# Final year in Spain less than 183 days tax questions



## expatchristy (Nov 25, 2010)

Dear all, 
We moved back from Spain in 2011 and we have been told that because we were resident less than 183 days in Spain in 2011, we need to be treated for tax purposes under IRNR (presumably for non-residents?) not IRPF. 

Is IRNR a nightmare or is it a way we could get back the tax we paid into the Spanish system in 2011 (through retenciones and pagos fraccionados)?

What have others had to do about the year they left Spain after being resident there?

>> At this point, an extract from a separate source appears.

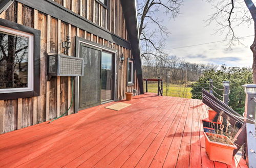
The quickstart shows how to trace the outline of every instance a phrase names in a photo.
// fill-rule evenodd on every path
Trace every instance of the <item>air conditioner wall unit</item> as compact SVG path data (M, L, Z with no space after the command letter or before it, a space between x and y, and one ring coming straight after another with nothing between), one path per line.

Many thanks for your responses!


----------



## Stravinsky (Aug 12, 2007)

expatchristy said:


> Dear all,
> We moved back from Spain in 2011 and we have been told that because we were resident less than 183 days in Spain in 2011, we need to be treated for tax purposes under IRNR (presumably for non-residents?) not IRPF.
> 
> Is IRNR a nightmare or is it a way we could get back the tax we paid into the Spanish system in 2011 (through retenciones and pagos fraccionados)?
> ...


Do you own a property in Spain? If so, you just need to do a non residents return. If you have spent the requited time out of Spain then you need to re contact HMRC and appraise them of the situation. Then you'll be paying tax in the UK as opposed to Spain.


----------